Gabe and I went to Shaw’s on River Street yesterday to grab a few things for dinner: pasta sauce, spaghetti, meatballs. We were done shopping and on our way to check out when we turned into the Seasonal Items aisle. Bam – There it was: A 15 foot tall Easter Bunny fashioned out of cases of Coca-Cola products. Lest you miss that it was a bunny, someone had affixed big googly eyes and rabbit teeth. Hanging around it were silver streamers and gleaming white rabbits with manic grins on their faces. The shelves surrounding it were filled with neon colored Peeps, Pez’es, and jelly beans.
No one was standing in the aisle passing out the Passion Narrative. Why not?
This morning we began with a party, waving palms, smiling, singing our brains out. Why not keep doing that? Why change moods from party to passion? From white to red? Surely you have better things to do than hear a complicated, gruesome story of betrayal, abandonment, mockery, violence, and death.
If you want to read about betrayal, abandonment, mockery, violence, and death, why not just pick up a newspaper?
Everything in this story happens every day. Every day, Judas’s betray their friends out of self-interest. Every day, friends abandon other friends in order to protect their reputation. Every day, people mock those who are different from them or seem to threaten their power. Every day, people in power wash their hands of guilt for harming or killing the innocent. Every day, people are killed as an example to others not to rock the boat to protect the false peace imposed by unjust regimes. Every day, wonderful, caring people die.
But we are here because it happened to God. The author of all life, the one through whom all things were made, the Word exhaled as “Let there be light” — it happened to this one.
We are here because it happened to Jesus under Pontius Pilate. “He suffered under Pontius Pilate,” as we rehearse every week when we say the creed. This story reveals to us the heart of the Christian confession about God: God suffers with us. Com-passion – suffer with. This is the God we confess. This is the scandal of the cross: A God who suffers.
He suffered under Pontius Pilate -and we who have pledged to see Christ in the face of all people see that he suffers under all the other unjust rulers and all the other systems of evil that oppress and degrade the children of God.
He whose death was purchased with coins suffers with the seven inmates on death row in Arkansas, who will be executed this month because the lethal injection drugs are going to expire soon and the government doesn’t want to waste them.
He who was born into a refugee family and was cast aside by the crowd too worked up to listen to reason suffers as children in Syria and children in refugee camps and children struggling to grow up in a confusing world right here.
He whose friends deserted him suffers with you when you endure loss, and when you are uncertain, and when you are shamed or excluded for who you are.
This suffering God invites us to do something unfathomable in the eyes of the world — something completely anathema to the Pilates and high priests and angry mobs of our day: be present with those who suffer.
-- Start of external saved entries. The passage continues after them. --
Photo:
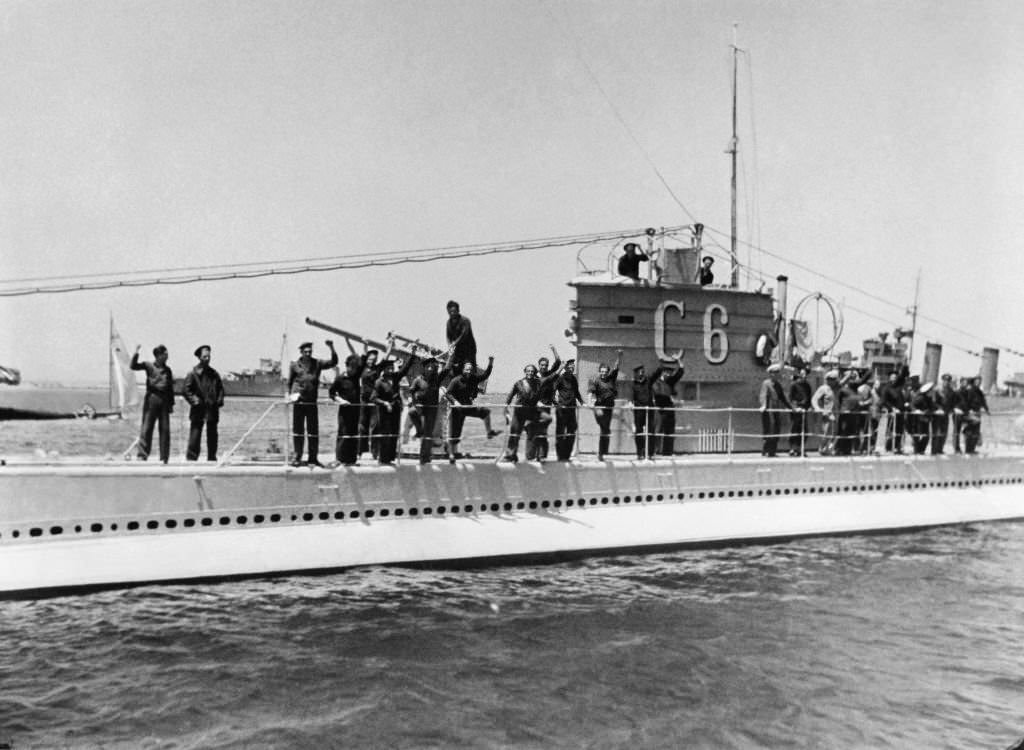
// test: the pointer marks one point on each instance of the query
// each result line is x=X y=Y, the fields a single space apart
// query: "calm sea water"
x=904 y=641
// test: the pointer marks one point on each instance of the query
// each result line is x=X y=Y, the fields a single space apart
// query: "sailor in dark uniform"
x=205 y=392
x=387 y=398
x=368 y=410
x=664 y=389
x=459 y=334
x=629 y=264
x=566 y=421
x=304 y=377
x=522 y=413
x=537 y=448
x=159 y=402
x=602 y=390
x=772 y=402
x=425 y=396
x=705 y=275
x=974 y=403
x=346 y=392
x=800 y=401
x=461 y=392
x=643 y=412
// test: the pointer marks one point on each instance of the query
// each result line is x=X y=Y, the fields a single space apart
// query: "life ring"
x=765 y=345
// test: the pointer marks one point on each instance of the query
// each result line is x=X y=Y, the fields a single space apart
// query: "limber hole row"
x=258 y=518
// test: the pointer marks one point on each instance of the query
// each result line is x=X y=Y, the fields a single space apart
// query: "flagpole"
x=110 y=363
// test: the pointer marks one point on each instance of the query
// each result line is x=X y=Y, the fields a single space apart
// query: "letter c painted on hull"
x=659 y=332
x=716 y=338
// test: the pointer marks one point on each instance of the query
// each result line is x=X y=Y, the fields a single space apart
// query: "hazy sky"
x=878 y=138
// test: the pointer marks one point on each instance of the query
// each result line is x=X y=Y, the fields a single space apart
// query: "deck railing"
x=266 y=433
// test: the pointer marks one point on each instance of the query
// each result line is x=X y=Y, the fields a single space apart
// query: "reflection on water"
x=903 y=640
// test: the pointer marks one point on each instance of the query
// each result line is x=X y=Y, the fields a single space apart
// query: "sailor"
x=602 y=390
x=424 y=398
x=345 y=391
x=566 y=422
x=629 y=264
x=894 y=405
x=705 y=275
x=664 y=390
x=205 y=392
x=826 y=402
x=923 y=410
x=304 y=377
x=643 y=412
x=387 y=399
x=521 y=412
x=973 y=404
x=800 y=402
x=461 y=392
x=368 y=410
x=159 y=402
x=771 y=401
x=459 y=333
x=547 y=373
x=946 y=404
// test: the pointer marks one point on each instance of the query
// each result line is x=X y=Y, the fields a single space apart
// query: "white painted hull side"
x=333 y=519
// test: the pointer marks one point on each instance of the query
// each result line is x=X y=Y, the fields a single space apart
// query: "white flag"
x=123 y=385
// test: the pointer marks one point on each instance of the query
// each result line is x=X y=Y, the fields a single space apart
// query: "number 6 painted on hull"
x=714 y=338
x=712 y=334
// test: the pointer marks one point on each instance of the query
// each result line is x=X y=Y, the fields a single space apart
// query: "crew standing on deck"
x=800 y=401
x=424 y=399
x=387 y=399
x=461 y=392
x=459 y=334
x=772 y=401
x=521 y=411
x=345 y=390
x=304 y=377
x=205 y=392
x=159 y=403
x=643 y=411
x=566 y=421
x=547 y=373
x=946 y=404
x=705 y=276
x=602 y=390
x=664 y=389
x=973 y=403
x=629 y=264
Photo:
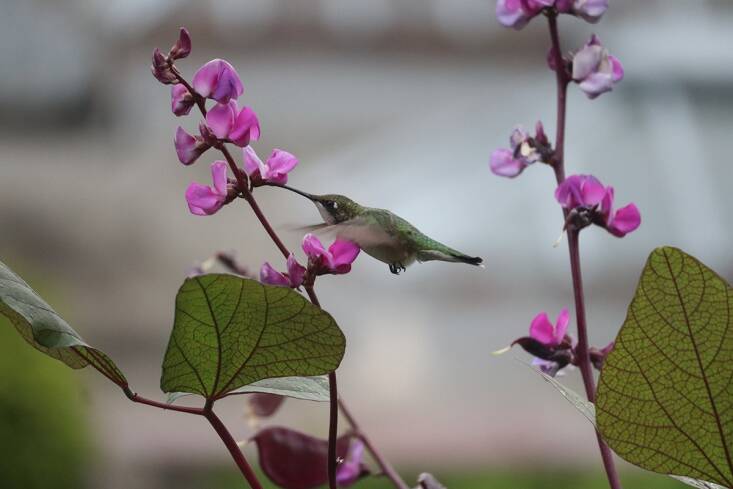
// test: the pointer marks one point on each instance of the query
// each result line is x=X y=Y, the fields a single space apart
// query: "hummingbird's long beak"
x=299 y=192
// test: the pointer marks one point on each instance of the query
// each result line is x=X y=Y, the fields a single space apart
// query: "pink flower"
x=525 y=150
x=227 y=122
x=276 y=170
x=218 y=80
x=188 y=148
x=204 y=200
x=517 y=13
x=182 y=47
x=294 y=277
x=621 y=221
x=590 y=10
x=580 y=191
x=353 y=468
x=161 y=69
x=592 y=203
x=181 y=100
x=545 y=332
x=594 y=70
x=337 y=259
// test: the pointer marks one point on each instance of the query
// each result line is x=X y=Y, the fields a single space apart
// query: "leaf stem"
x=134 y=397
x=333 y=408
x=233 y=448
x=582 y=355
x=384 y=465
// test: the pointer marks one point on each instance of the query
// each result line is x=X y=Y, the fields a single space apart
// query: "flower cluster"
x=517 y=13
x=224 y=122
x=336 y=260
x=524 y=151
x=589 y=202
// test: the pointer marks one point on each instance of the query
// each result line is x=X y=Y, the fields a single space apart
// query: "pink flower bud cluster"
x=224 y=122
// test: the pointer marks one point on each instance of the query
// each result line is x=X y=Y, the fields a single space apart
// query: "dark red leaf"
x=294 y=460
x=264 y=404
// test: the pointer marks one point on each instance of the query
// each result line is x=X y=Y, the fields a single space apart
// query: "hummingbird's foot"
x=396 y=268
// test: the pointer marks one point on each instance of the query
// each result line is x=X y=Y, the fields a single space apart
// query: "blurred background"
x=398 y=104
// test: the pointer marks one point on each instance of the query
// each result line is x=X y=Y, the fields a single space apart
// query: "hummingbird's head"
x=334 y=208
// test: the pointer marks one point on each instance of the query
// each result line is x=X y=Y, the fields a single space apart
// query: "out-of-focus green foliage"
x=538 y=478
x=44 y=443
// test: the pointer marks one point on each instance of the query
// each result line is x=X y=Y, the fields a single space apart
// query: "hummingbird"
x=380 y=233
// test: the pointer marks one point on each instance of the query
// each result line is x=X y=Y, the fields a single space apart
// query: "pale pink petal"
x=561 y=325
x=296 y=271
x=625 y=220
x=202 y=200
x=218 y=80
x=252 y=162
x=181 y=100
x=278 y=165
x=541 y=329
x=188 y=148
x=220 y=119
x=313 y=247
x=607 y=204
x=617 y=70
x=246 y=127
x=270 y=276
x=504 y=164
x=219 y=177
x=592 y=191
x=586 y=61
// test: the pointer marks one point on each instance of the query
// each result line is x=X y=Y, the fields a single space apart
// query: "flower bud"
x=161 y=69
x=182 y=47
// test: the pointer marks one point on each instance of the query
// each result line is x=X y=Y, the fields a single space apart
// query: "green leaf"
x=665 y=398
x=43 y=328
x=231 y=331
x=588 y=410
x=307 y=388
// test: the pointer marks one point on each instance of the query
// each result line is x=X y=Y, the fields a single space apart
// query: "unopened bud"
x=182 y=47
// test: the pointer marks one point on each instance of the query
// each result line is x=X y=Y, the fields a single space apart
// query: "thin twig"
x=583 y=358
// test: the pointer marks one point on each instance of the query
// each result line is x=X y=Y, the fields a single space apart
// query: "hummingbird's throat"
x=327 y=217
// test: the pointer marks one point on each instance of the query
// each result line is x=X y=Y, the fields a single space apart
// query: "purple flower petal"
x=218 y=80
x=561 y=325
x=296 y=272
x=313 y=247
x=220 y=119
x=181 y=100
x=219 y=177
x=278 y=165
x=270 y=276
x=202 y=200
x=625 y=220
x=542 y=330
x=246 y=127
x=252 y=162
x=502 y=163
x=188 y=148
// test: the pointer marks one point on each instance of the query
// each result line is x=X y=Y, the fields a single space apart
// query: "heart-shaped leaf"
x=231 y=331
x=43 y=328
x=588 y=410
x=665 y=397
x=306 y=388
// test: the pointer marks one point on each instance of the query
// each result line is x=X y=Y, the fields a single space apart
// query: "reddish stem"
x=333 y=408
x=233 y=448
x=384 y=465
x=582 y=355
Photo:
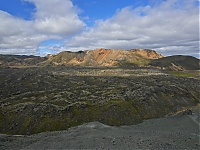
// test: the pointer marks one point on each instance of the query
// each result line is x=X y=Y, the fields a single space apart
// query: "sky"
x=41 y=27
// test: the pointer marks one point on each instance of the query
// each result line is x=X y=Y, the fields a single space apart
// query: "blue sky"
x=35 y=27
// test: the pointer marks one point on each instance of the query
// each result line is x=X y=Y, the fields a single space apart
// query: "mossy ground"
x=35 y=100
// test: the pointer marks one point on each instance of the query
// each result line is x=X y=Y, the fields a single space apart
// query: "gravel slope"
x=176 y=132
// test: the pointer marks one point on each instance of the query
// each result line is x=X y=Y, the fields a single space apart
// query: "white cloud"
x=53 y=19
x=171 y=27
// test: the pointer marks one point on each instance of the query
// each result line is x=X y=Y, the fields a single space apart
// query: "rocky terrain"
x=172 y=132
x=40 y=99
x=105 y=57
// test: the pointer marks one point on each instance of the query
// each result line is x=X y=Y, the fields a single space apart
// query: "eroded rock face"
x=104 y=57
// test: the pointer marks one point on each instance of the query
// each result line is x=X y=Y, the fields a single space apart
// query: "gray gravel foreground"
x=177 y=132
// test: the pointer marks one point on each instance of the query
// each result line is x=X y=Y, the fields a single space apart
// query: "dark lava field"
x=40 y=99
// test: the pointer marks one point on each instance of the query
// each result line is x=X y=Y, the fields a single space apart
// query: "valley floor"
x=174 y=132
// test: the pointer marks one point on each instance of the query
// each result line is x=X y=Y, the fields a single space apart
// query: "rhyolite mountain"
x=105 y=57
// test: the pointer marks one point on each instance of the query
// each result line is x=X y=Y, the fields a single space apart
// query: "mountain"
x=177 y=63
x=103 y=57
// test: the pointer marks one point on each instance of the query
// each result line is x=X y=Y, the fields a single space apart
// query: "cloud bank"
x=170 y=27
x=53 y=19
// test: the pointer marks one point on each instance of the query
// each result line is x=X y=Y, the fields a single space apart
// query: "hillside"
x=103 y=57
x=177 y=63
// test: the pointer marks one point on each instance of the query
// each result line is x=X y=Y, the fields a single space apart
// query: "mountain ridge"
x=105 y=57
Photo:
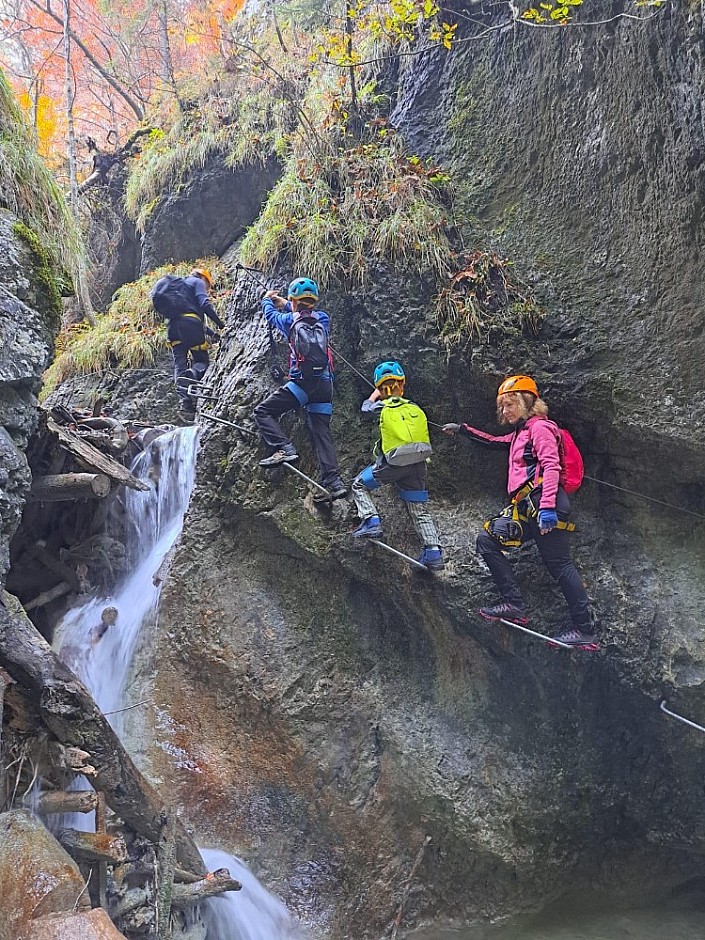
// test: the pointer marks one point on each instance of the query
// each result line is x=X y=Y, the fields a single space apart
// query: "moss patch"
x=45 y=273
x=128 y=336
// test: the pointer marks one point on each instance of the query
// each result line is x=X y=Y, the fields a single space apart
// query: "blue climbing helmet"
x=303 y=288
x=388 y=371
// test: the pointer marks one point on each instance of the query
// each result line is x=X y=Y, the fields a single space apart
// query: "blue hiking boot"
x=369 y=529
x=432 y=558
x=505 y=611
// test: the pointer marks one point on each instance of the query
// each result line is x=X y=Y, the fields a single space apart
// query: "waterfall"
x=155 y=519
x=102 y=662
x=250 y=914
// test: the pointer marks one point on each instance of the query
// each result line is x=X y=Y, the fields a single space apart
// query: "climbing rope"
x=650 y=499
x=686 y=721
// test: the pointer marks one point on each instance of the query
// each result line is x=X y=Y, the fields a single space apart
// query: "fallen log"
x=166 y=866
x=67 y=801
x=94 y=846
x=184 y=896
x=90 y=457
x=73 y=759
x=62 y=487
x=131 y=901
x=46 y=597
x=66 y=708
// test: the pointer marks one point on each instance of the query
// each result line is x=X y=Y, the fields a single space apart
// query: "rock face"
x=37 y=877
x=207 y=214
x=327 y=709
x=26 y=340
x=112 y=240
x=93 y=925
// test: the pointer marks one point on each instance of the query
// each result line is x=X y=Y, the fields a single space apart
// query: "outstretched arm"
x=277 y=312
x=490 y=440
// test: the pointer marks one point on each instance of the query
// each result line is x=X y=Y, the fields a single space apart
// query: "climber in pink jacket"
x=539 y=511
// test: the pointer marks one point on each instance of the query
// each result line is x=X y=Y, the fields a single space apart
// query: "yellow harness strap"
x=524 y=493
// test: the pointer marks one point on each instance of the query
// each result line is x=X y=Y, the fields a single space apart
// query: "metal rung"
x=541 y=636
x=308 y=479
x=412 y=561
x=686 y=721
x=230 y=424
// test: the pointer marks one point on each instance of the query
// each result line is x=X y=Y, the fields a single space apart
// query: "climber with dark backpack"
x=310 y=384
x=184 y=303
x=401 y=456
x=544 y=467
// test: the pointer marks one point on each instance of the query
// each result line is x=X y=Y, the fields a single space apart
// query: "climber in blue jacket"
x=310 y=384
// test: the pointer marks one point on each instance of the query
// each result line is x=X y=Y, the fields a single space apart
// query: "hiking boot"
x=432 y=558
x=287 y=454
x=505 y=611
x=337 y=489
x=369 y=529
x=579 y=640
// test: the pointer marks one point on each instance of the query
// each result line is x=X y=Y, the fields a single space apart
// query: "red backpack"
x=572 y=466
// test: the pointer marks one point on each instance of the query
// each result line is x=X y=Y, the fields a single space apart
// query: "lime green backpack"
x=404 y=430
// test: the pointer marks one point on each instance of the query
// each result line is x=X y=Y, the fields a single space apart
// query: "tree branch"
x=113 y=82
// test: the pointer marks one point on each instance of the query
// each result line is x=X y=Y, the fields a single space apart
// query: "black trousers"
x=267 y=414
x=554 y=549
x=186 y=333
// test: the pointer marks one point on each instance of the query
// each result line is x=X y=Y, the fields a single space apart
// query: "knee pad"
x=367 y=479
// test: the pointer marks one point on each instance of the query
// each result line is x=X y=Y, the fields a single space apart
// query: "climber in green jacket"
x=401 y=459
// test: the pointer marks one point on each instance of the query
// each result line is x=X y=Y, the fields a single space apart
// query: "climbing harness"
x=686 y=721
x=507 y=526
x=230 y=424
x=407 y=558
x=308 y=479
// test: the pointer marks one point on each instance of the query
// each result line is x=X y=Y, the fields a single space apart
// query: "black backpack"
x=171 y=296
x=309 y=344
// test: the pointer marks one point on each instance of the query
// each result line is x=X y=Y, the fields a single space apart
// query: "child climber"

Karl Barth writes:
The Passion of Jesus Christ….did not take place in heaven or in some remote planet or even in some world of ideas; it took place in our time, in the center of the world-history in which our human life is played out. So we must not escape from this life. We must not take flight to a better land, or to some height or other unknown, nor to any spiritual Cloud-Cuckooland nor to a Christian fairyland. God has come into our life in its utter unloveliness and frightfulness…. (Dogmatics in Outline 109).
We don’t have to be afraid to speak truth to power. We don’t have to be afraid to surface our deepest fears and darkest grief. We don’t have to steer clear of the people others scorn. We don’t have to pretend we can save ourselves.
God has already harrowed the hell of our suffering. God has cried out from the cross the words of his whole community, the words of all of humanity, as voiced in Psalm 22 hundreds of years before Jesus lived, “My God, My God, why have you forsaken me?”
God has done this out of love. God is love, and there is no greater love that this: to lay down one’s life for one’s friends. That’s us.
Is that good news? Come back this week – on Maundy Thursday, on Good Friday, and on Saturday’s Easter Vigil, and hear the rest of the story, and decide for yourself.